Details of the offeree and offeror companies in respect of whose
relevant securities Opening Position Disclosures and Dealing
Disclosures must be made can be found in the Disclosure Table on
the Takeover Panel's website at www.thetakeoverpanel.org.uk ,
including details of the number of relevant securities in issue,
when the offer period commenced and when any offeror was first
identified. You should contact the Panel's Market Surveillance Unit
on +44 (0)20 7638 0129 if you are in any doubt as to whether you
are required to make an Opening Position Disclosure or a Dealing
Disclosure.
Publication on a website
In accordance with Rule 26.1 of the Code, a copy of this
Announcement will be made available, subject to certain
restrictions relating to persons resident in Restricted
Jurisdictions, on Drum's website at
https://www.dripreit.co.uk/investor-centre/ and on Custodian's
website at
https://www.custodianreit.com/offer-for-drum-income-plus-reit-plc/
by no later than 12 noon on the Business Day following the date of
this Announcement.
Neither the contents of these websites nor the content of any
other website accessible from hyperlinks on such websites is
incorporated into, or forms part of, this Announcement.
Availability of hard copies
In accordance with Rule 30.3 of the Code, a person so entitled
may request a copy of this Announcement (and any information
incorporated into it by reference to another source) in hard copy
form free of charge. A person may also request that all future
documents, announcements and information sent to that person in
relation to the Acquisition should be in hard copy form.

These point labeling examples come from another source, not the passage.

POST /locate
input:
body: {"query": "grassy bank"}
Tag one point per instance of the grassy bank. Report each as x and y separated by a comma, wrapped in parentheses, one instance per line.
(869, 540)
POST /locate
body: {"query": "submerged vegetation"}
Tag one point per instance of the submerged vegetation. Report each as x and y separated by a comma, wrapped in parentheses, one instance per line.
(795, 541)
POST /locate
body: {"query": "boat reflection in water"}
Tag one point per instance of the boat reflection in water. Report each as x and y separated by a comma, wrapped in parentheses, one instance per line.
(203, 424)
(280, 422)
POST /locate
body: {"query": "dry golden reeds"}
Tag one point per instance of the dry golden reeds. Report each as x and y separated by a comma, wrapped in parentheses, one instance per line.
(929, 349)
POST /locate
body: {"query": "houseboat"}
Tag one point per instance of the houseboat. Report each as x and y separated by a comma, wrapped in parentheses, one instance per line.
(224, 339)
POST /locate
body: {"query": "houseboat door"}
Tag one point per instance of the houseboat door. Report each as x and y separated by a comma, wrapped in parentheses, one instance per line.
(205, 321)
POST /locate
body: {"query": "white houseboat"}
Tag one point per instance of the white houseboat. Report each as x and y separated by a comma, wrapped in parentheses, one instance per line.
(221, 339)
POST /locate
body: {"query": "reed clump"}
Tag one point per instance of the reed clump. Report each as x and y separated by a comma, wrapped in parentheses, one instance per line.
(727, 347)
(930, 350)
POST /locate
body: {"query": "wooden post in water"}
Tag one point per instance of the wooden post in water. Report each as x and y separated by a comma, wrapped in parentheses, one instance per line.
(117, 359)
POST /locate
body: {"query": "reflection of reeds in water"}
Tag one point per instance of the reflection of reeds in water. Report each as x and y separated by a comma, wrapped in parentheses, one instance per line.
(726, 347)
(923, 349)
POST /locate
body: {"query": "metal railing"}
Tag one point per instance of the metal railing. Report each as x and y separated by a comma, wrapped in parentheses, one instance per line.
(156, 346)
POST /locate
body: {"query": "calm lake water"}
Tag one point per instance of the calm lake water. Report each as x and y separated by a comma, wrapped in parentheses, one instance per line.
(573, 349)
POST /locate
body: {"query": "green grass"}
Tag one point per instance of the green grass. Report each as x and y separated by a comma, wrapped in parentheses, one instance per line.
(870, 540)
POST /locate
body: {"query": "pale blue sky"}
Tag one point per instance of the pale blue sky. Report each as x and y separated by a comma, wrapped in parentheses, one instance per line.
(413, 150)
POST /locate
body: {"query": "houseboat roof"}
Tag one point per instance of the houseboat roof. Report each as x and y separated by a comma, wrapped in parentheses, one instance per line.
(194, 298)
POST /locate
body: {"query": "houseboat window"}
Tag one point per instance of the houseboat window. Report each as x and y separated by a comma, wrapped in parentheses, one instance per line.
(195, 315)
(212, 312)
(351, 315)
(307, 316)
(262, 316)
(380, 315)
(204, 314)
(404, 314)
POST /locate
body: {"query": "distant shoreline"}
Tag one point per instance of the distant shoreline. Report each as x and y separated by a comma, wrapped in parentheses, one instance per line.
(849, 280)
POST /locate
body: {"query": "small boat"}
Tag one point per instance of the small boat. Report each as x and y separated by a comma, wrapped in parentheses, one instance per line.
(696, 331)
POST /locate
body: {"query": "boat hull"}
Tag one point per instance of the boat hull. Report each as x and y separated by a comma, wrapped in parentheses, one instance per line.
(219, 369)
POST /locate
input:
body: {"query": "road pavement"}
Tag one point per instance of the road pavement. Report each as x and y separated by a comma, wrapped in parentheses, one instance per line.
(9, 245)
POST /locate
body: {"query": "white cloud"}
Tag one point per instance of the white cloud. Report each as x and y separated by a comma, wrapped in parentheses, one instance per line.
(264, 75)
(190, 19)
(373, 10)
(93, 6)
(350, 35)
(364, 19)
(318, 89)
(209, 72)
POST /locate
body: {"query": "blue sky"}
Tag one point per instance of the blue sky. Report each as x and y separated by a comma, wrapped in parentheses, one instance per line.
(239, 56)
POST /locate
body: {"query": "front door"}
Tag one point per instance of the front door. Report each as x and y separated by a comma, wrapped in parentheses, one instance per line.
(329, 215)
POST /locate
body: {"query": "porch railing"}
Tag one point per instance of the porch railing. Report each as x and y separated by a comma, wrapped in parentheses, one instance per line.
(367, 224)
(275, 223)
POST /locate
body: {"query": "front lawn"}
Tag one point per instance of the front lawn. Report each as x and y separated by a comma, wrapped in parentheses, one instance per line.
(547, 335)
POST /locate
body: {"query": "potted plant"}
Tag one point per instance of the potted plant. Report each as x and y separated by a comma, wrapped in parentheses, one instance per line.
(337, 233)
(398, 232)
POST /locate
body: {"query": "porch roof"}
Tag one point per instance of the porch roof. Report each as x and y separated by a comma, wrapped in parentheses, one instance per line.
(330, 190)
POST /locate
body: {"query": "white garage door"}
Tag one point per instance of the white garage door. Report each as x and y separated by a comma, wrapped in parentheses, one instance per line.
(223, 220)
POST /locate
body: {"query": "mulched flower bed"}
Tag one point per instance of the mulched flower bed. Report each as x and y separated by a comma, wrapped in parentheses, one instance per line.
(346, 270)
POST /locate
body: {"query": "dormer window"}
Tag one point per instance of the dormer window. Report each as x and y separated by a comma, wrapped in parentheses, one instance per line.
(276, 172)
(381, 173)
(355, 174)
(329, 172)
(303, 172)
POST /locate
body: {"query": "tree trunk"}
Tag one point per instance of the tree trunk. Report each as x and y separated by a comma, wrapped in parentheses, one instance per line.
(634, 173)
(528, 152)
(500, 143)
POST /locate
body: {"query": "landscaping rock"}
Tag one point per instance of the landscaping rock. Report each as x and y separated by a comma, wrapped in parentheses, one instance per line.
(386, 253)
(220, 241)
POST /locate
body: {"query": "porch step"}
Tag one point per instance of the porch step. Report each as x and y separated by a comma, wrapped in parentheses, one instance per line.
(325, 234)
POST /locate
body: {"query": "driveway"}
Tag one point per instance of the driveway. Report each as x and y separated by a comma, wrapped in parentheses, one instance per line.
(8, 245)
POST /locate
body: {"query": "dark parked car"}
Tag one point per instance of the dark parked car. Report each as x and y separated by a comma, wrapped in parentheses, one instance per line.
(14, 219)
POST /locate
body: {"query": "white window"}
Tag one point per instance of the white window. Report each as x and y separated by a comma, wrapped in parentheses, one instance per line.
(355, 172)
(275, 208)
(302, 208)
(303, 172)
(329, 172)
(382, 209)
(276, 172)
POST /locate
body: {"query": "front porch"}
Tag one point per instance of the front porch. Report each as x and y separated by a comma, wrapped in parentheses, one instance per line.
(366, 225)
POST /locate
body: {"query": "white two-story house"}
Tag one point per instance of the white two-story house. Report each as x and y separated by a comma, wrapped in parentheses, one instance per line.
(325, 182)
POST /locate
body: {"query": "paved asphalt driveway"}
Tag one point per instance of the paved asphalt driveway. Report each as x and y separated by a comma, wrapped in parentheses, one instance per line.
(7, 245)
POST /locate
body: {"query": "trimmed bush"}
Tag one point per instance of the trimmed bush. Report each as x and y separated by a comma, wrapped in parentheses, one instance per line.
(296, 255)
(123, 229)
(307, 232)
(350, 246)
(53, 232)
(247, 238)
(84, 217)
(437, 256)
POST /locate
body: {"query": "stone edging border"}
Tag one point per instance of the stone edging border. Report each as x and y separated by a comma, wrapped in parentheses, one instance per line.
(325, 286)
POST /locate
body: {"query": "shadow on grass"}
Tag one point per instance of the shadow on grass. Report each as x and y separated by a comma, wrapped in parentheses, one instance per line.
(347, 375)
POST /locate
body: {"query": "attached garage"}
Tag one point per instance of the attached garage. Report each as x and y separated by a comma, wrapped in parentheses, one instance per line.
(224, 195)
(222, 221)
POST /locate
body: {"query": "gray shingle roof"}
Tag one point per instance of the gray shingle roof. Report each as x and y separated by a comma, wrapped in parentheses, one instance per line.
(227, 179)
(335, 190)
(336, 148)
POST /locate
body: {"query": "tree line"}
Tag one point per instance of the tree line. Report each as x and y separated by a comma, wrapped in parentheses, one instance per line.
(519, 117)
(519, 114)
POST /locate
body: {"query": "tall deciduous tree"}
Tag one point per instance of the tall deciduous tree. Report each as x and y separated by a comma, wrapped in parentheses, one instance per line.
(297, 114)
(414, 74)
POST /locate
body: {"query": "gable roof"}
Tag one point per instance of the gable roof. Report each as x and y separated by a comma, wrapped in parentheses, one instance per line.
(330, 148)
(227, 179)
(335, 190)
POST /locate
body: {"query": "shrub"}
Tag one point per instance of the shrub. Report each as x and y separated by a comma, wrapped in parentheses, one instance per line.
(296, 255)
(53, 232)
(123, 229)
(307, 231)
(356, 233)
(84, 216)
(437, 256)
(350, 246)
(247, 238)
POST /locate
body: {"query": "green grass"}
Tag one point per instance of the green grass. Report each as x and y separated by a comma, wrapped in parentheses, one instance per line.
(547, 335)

For
persons who have received a copy of this Announcement in electronic
form or via a website notification, a hard copy of this
Announcement will not be sent to you unless you have previously
notified the Registrar that you wished to receive all documents in
hard copy form or unless requested in accordance with the procedure
set out below.
If you would like to request a hard copy of this Announcement
please contact Computershare on +44 (0370) 707 1222.
Scheme process
In accordance with Rule 5 of Appendix 7 of the Code, Drum will
announce through a Regulatory Information Service key events in the
Scheme.
Information relating to Drum Shareholders
Please be aware that addresses, electronic addresses and certain
other information provided by Drum Shareholders, persons with
information rights and other relevant persons for the receipt of
communications from Drum may be provided to Custodian during the
Offer Period as required under Rule 4 of Appendix 4 of the Code in
order to comply with Rule 2.11(c) of the Code.